Bias Search Guide

The bias search functionality in CallMeFair provides comprehensive tools for evaluating bias in machine learning models with respect to sensitive attributes. This guide covers the core search modules and their usage.

Overview

The bias search framework consists of two main modules:

  • _search_base.py: Core functionality for bias evaluation and model training

  • fair_search.py: High-level interface for comprehensive bias analysis

The framework supports:

  • Individual attribute bias evaluation

  • Attribute combination analysis (2-way and 3-way combinations)

  • Multiple set operations (union, intersection, differences)

  • Various ML models (Logistic Regression, CatBoost, XGBoost, MLP)

  • Parallel processing for efficient evaluation

  • Pretty table output for results

Core Classes

BaseSearch

The BaseSearch class provides the foundation for bias evaluation:

from callmefair.search._search_base import BaseSearch

# Initialize with dataset and target variable
searcher = BaseSearch(df, 'target')

# Evaluate bias for a specific attribute
results = searcher.evaluate_attribute('gender', iterate=10, model_name='lr')

Key Methods:

  • evaluate_attribute(): Evaluate bias for a single attribute

  • __pre_attribute_bias(): Prepare datasets for evaluation

  • __predict_attribute_bias(): Compute fairness metrics

BiasSearch

The BiasSearch class extends BaseSearch with comprehensive analysis capabilities:

from callmefair.search.fair_search import BiasSearch

# Initialize with multiple attributes
searcher = BiasSearch(df, 'target', ['gender', 'race', 'age'])

# Evaluate individual attributes
table, printable = searcher.evaluate_average()

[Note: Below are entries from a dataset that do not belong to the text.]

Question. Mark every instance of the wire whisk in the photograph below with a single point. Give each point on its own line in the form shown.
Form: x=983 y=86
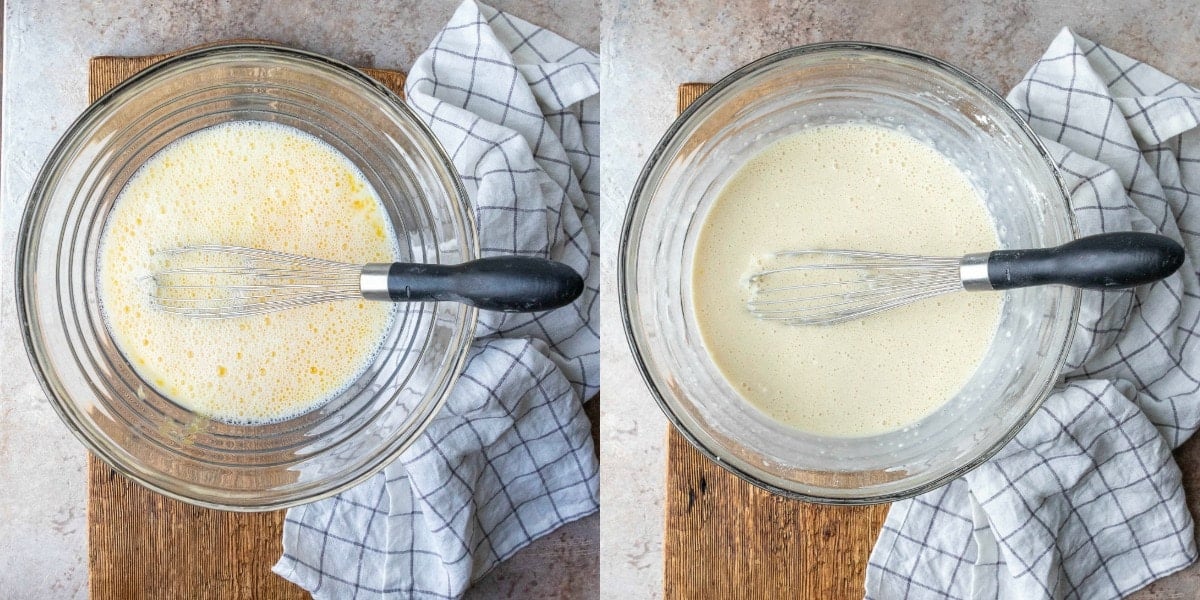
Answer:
x=219 y=282
x=826 y=287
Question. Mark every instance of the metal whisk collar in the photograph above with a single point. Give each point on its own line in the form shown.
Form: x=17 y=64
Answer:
x=219 y=282
x=826 y=287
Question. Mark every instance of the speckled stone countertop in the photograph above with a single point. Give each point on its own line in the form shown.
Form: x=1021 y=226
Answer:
x=649 y=48
x=47 y=46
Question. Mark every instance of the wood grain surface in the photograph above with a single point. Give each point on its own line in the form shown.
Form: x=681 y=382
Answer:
x=729 y=539
x=144 y=545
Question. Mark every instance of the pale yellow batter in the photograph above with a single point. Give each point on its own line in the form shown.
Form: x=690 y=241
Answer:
x=257 y=185
x=845 y=186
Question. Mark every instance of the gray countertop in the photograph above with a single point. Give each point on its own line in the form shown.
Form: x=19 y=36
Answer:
x=47 y=46
x=652 y=47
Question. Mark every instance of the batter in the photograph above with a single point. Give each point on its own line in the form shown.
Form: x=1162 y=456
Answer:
x=844 y=186
x=258 y=185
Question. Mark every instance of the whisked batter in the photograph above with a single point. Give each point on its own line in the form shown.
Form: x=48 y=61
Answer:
x=845 y=186
x=258 y=185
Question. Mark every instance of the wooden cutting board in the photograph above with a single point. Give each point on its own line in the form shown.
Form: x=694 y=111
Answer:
x=144 y=545
x=727 y=539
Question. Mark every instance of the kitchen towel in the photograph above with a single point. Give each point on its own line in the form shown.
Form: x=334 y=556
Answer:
x=510 y=456
x=1086 y=502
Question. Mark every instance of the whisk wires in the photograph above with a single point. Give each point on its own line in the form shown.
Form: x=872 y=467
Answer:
x=826 y=287
x=217 y=282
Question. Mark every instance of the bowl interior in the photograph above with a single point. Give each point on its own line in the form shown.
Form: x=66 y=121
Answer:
x=775 y=97
x=149 y=437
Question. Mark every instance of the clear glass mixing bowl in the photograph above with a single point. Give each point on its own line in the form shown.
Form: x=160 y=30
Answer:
x=147 y=436
x=756 y=106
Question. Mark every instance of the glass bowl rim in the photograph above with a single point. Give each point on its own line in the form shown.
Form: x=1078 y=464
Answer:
x=652 y=173
x=27 y=241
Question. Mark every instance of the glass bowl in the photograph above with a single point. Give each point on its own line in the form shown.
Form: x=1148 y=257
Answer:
x=148 y=437
x=784 y=94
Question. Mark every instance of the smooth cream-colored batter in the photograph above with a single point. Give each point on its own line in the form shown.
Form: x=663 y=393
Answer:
x=844 y=186
x=258 y=185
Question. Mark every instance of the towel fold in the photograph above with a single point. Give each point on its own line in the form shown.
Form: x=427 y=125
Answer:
x=1086 y=502
x=510 y=456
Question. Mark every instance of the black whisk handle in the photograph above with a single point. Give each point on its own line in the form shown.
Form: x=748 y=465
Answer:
x=504 y=283
x=1109 y=261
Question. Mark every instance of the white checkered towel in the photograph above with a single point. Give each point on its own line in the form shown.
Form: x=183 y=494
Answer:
x=510 y=456
x=1086 y=502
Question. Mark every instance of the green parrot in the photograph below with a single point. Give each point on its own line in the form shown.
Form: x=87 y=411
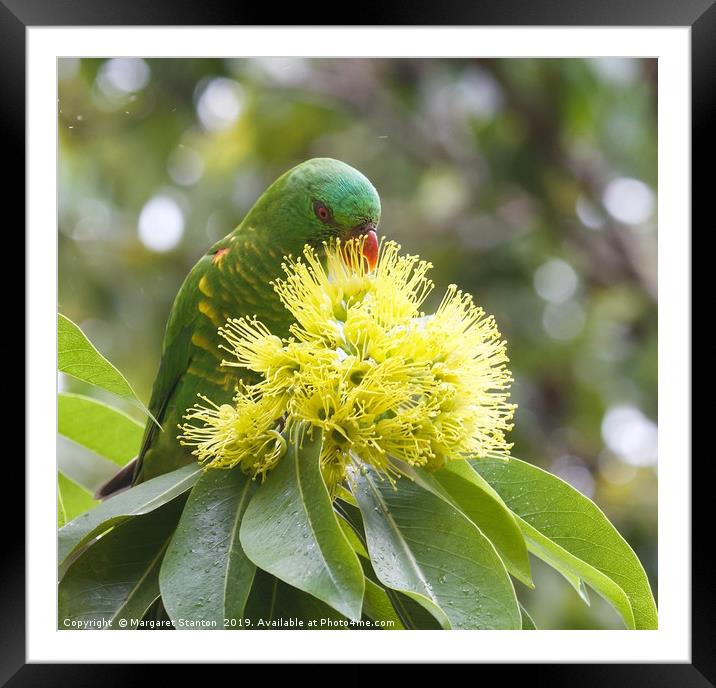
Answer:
x=315 y=201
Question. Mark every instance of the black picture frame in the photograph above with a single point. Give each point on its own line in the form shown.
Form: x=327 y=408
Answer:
x=17 y=15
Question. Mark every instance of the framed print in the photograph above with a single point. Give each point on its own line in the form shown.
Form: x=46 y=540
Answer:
x=350 y=329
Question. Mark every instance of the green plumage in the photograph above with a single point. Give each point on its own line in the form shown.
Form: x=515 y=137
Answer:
x=315 y=201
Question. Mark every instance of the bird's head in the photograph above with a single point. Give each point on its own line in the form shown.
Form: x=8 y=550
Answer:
x=319 y=200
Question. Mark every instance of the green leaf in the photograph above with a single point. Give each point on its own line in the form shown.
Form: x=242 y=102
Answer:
x=424 y=547
x=470 y=492
x=141 y=499
x=117 y=578
x=72 y=499
x=575 y=571
x=77 y=356
x=568 y=530
x=98 y=427
x=205 y=575
x=527 y=623
x=289 y=529
x=352 y=538
x=377 y=606
x=272 y=604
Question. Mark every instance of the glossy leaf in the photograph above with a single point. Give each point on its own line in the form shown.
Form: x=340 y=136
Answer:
x=272 y=603
x=426 y=548
x=117 y=578
x=469 y=491
x=141 y=499
x=576 y=570
x=205 y=575
x=289 y=529
x=72 y=500
x=527 y=622
x=567 y=529
x=77 y=356
x=98 y=427
x=377 y=607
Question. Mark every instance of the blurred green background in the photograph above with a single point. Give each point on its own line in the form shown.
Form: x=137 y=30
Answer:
x=529 y=183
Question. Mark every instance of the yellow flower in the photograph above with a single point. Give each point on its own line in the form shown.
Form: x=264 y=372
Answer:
x=382 y=380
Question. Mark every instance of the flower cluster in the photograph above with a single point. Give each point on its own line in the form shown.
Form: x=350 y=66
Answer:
x=382 y=380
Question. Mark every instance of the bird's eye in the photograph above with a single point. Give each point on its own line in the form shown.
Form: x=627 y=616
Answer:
x=322 y=213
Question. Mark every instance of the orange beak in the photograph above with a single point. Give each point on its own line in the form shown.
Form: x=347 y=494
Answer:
x=368 y=241
x=371 y=249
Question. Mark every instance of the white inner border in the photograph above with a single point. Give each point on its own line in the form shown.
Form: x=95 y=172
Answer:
x=671 y=643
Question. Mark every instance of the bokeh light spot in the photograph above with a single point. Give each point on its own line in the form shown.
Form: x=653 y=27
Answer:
x=161 y=224
x=629 y=200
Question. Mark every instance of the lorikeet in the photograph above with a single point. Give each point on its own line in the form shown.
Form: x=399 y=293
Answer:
x=318 y=200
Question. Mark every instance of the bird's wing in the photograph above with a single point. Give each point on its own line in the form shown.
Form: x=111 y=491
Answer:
x=176 y=356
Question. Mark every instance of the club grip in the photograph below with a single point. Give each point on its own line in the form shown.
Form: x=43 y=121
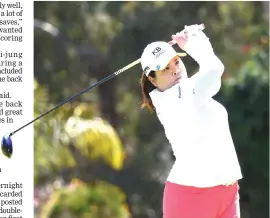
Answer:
x=201 y=27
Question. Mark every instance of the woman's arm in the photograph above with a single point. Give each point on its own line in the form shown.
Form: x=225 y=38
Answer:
x=207 y=82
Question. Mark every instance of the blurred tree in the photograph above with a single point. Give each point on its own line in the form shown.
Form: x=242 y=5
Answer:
x=104 y=36
x=83 y=200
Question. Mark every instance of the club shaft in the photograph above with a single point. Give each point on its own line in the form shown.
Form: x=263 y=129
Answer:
x=90 y=87
x=64 y=102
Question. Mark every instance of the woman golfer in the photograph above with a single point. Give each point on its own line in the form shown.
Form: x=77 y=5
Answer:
x=203 y=183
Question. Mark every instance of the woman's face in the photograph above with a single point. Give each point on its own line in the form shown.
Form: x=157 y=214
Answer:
x=171 y=75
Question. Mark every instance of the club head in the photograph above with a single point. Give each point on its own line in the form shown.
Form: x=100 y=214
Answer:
x=6 y=146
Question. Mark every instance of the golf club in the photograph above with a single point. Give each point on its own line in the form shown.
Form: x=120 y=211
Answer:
x=6 y=143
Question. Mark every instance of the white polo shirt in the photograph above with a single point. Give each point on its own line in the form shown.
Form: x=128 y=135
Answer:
x=196 y=125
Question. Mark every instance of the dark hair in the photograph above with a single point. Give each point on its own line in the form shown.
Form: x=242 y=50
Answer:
x=146 y=88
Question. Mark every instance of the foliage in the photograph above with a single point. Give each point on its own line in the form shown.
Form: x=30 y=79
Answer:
x=96 y=39
x=83 y=200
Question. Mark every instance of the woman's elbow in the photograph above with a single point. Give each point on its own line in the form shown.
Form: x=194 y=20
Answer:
x=217 y=66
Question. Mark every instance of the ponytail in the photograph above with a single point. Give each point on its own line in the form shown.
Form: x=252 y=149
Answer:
x=146 y=88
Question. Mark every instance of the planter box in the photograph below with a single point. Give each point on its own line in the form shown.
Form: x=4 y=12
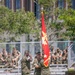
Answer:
x=70 y=72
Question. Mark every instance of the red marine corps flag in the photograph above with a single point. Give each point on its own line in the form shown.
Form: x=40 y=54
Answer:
x=45 y=46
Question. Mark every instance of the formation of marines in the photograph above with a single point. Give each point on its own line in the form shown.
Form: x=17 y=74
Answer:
x=10 y=60
x=38 y=61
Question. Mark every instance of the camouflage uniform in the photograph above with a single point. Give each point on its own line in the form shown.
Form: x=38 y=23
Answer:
x=44 y=70
x=37 y=70
x=24 y=66
x=9 y=62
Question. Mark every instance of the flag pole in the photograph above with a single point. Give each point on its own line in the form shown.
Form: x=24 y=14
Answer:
x=44 y=41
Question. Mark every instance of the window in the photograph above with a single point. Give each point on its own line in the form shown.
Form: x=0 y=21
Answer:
x=27 y=5
x=8 y=3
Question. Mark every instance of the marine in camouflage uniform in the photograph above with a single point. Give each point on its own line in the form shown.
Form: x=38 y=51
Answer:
x=36 y=64
x=44 y=70
x=9 y=61
x=25 y=64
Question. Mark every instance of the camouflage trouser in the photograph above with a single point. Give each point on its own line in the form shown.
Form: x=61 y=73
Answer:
x=23 y=73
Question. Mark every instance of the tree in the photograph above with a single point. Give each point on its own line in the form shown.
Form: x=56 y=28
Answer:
x=13 y=24
x=61 y=28
x=69 y=23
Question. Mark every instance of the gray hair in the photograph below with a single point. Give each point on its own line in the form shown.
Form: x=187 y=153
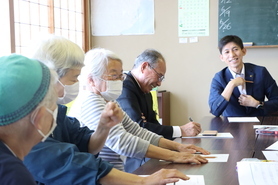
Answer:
x=149 y=55
x=59 y=53
x=96 y=62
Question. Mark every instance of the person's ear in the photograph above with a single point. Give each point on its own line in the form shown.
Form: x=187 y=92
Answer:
x=221 y=57
x=144 y=65
x=40 y=117
x=244 y=51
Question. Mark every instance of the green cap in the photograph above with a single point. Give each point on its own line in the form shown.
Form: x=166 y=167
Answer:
x=24 y=83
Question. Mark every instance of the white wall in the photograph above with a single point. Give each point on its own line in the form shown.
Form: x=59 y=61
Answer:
x=190 y=67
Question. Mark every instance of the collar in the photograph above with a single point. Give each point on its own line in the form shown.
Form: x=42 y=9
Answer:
x=9 y=149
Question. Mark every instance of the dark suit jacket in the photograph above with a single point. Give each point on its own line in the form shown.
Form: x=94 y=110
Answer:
x=139 y=106
x=264 y=86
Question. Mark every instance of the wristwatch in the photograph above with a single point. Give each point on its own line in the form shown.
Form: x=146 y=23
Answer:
x=261 y=105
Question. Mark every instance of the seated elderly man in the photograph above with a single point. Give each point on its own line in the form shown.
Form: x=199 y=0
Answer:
x=28 y=113
x=147 y=73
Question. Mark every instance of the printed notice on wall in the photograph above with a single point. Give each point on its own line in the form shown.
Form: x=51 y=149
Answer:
x=122 y=17
x=193 y=18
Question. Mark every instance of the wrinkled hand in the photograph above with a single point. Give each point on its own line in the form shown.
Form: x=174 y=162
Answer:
x=190 y=129
x=247 y=101
x=111 y=115
x=185 y=157
x=192 y=149
x=164 y=176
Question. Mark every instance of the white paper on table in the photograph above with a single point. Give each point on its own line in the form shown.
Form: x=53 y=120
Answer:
x=218 y=136
x=257 y=173
x=219 y=157
x=194 y=180
x=243 y=119
x=274 y=146
x=271 y=155
x=263 y=126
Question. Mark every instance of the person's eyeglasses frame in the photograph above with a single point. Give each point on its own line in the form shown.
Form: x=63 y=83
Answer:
x=160 y=76
x=117 y=77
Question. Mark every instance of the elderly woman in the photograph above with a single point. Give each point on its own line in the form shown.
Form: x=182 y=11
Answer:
x=67 y=156
x=104 y=75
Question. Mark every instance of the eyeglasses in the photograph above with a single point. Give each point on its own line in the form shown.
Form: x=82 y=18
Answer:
x=160 y=76
x=116 y=77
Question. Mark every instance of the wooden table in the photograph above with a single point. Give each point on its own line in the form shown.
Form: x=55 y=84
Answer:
x=245 y=144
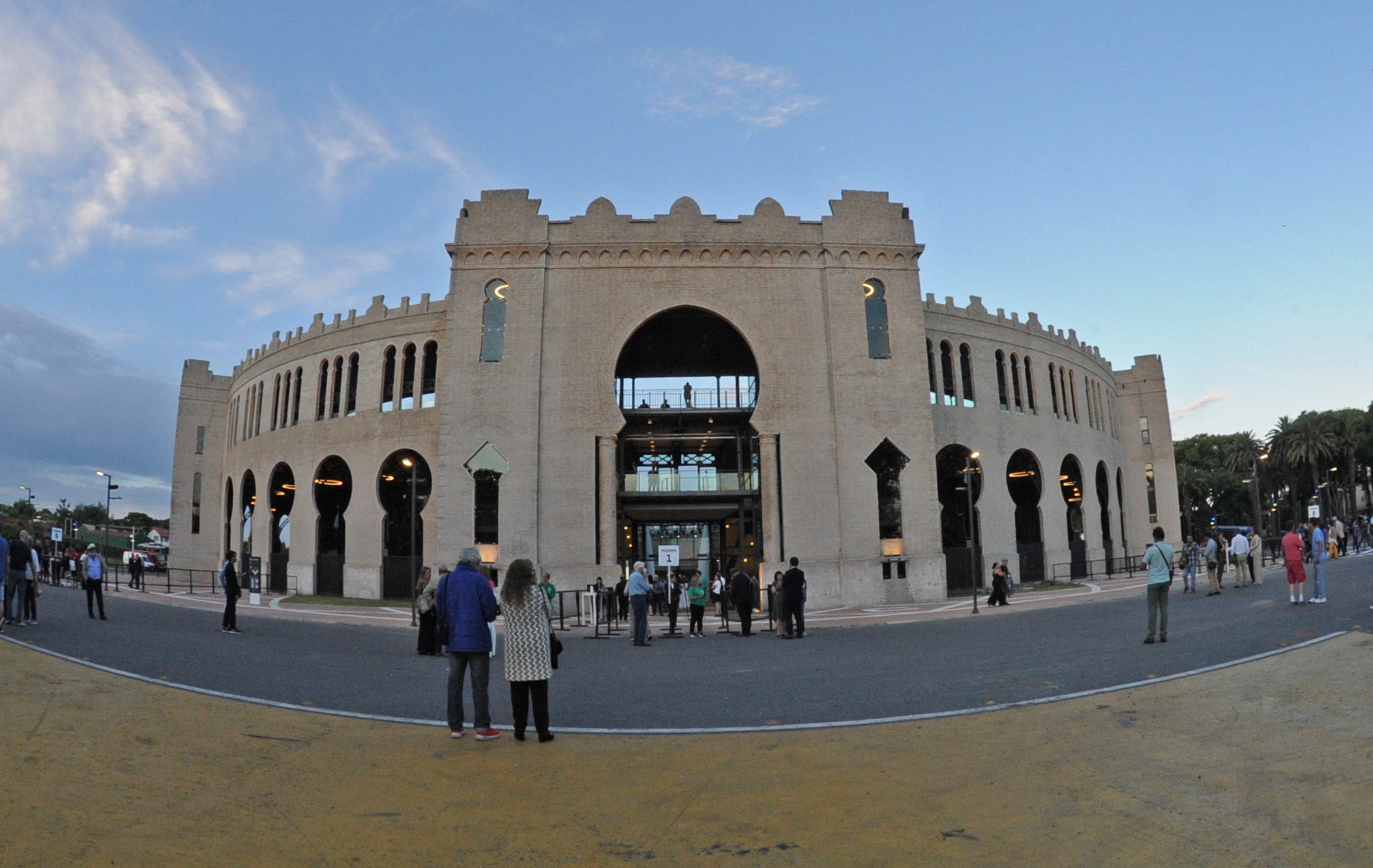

# Evaluate attribute combinations
table, printable = searcher.evaluate_combinations()

Key Methods:

  • evaluate_average(): Evaluate all individual attributes

  • evaluate_combinations(): Evaluate 2-way and 3-way combinations

  • evaluate_combination_average(): Compare different set operations

Attribute Combination Operations

The framework supports various set operations for combining sensitive attributes:

Union (OR)

Combines attributes using logical OR operation:

from callmefair.search._search_base import CType, combine_attributes

# gender OR race (either attribute is 1)
result_df = combine_attributes(df, 'gender', 'race', CType.union)

Intersection (AND)

Combines attributes using logical AND operation:

# gender AND race (both attributes are 1)
result_df = combine_attributes(df, 'gender', 'race', CType.intersection)

Set Differences

Computes set differences between attributes:

# gender - race (gender=1 AND race=0)
result_df = combine_attributes(df, 'gender', 'race', CType.difference_1_minus_2)

# race - gender (race=1 AND gender=0)
result_df = combine_attributes(df, 'gender', 'race', CType.difference_2_minus_1)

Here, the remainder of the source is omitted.